Whatever the benefits of smart cities, their capacity will remain limited: in South Africa and around the world, urban centres are straining under the demands for affordable housing, efficient public transport to and from central business districts, and public facilities to serve the needs of growing populations. In South Africa in particular, apartheid spatial planning has left a legacy of many people being far removed from where the work is, so Cape Town’s roads are among the most congested in the world.

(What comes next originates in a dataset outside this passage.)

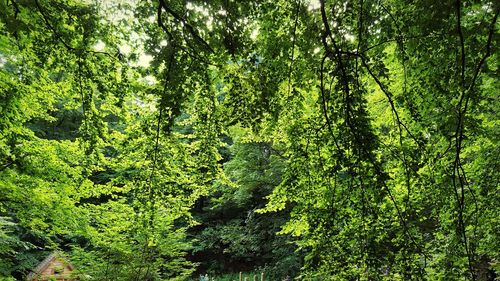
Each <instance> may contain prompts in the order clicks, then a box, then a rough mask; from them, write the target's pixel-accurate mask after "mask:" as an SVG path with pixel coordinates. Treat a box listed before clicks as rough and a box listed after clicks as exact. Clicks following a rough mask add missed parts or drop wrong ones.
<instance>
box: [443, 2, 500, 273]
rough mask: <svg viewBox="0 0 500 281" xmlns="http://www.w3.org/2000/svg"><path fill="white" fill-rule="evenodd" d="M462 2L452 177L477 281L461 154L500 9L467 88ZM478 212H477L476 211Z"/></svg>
mask: <svg viewBox="0 0 500 281" xmlns="http://www.w3.org/2000/svg"><path fill="white" fill-rule="evenodd" d="M461 5H462V3H461V1H460V0H457V1H456V2H455V6H456V7H455V8H456V17H457V34H458V37H459V42H460V92H461V94H460V100H459V102H458V117H457V119H458V122H457V128H456V132H455V160H454V161H453V177H452V183H453V189H454V192H455V197H456V199H457V205H458V227H459V230H460V232H461V236H462V240H463V244H464V248H465V252H466V254H467V260H468V266H469V271H470V274H471V277H472V280H476V273H475V271H474V268H473V265H472V259H473V255H474V252H473V249H472V248H471V247H470V245H469V242H468V237H467V231H466V227H465V220H464V209H465V186H468V184H467V179H466V174H465V170H464V169H463V165H462V161H461V156H460V155H461V152H462V144H463V139H464V131H465V124H464V118H465V115H466V113H467V109H468V105H469V101H470V98H471V95H472V90H473V88H474V86H475V83H476V81H477V78H478V76H479V73H480V71H481V68H482V66H483V64H484V63H485V61H486V59H487V58H488V57H489V56H490V55H491V44H492V38H493V34H494V32H495V24H496V21H497V18H498V14H499V11H500V9H497V11H496V12H495V15H494V16H493V19H492V22H491V24H490V27H489V31H488V40H487V43H486V47H485V49H486V52H485V54H484V55H483V56H482V57H481V59H480V61H479V63H478V65H477V67H476V69H475V71H474V74H473V78H472V80H471V83H470V85H469V86H468V87H467V86H466V81H465V71H466V60H465V59H466V55H465V40H464V34H463V31H462V22H461ZM457 177H458V184H459V187H460V194H459V193H458V190H457ZM468 189H469V191H470V193H471V194H472V195H473V197H474V201H475V196H474V193H473V191H472V190H471V189H470V187H468ZM476 209H477V202H476ZM476 212H477V210H476Z"/></svg>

Fewer commuters mean less congestion. Online work has the potential to be a powerful enabler for those whose earning potential has been limited by childcare responsibilities, and it might prove helpful in closing the gender gap and class divide. Perhaps best of all, remote work might minimise the danger faced by those whose early starts and late returns put them in crime-ridden areas before and after dark, and on some of the world’s most dangerous roads at rush hour. Given that online work would solve so many of South African cities’ problems, what’s standing in the way of making it more prevalent, fast?
Left to our own devices
In the South African context, mobile devices seem set to remain the primary mode of internet access, and a relatively low-cost mode of communication for the majority of the population. But both physical and intangible assets and resources such as software and data remain expensive for the average South African, so if the local economy is to maximise the potential of remote work, it will require some level of output for the businesses willing to be a part of the solution. The payoff might be significant: in addition to the benefits for society, allowing employees the option of working off-site enables companies to cut down on many of the costs incurred by maintaining large premises, and some HR issues become a thing of the past when managing employees in person is no longer a concern.
Despite what the IMD Smart City Index seems to suggest, there’s evidence of hope. Nearly 72% of Cape Town respondents reported that online access to job listings had made it easier to find work, and they are ready to put their trust in the potential of tech to improve their lot in life — more than 83% are comfortable with face recognition technologies to lower crime, and 76% are willing to concede personal data in order to improve traffic congestion. With this level of pre-existing buy-in, it seems that public and private enterprises alike are well-placed to make the investments that allow participation in building smart cities that serve everybody.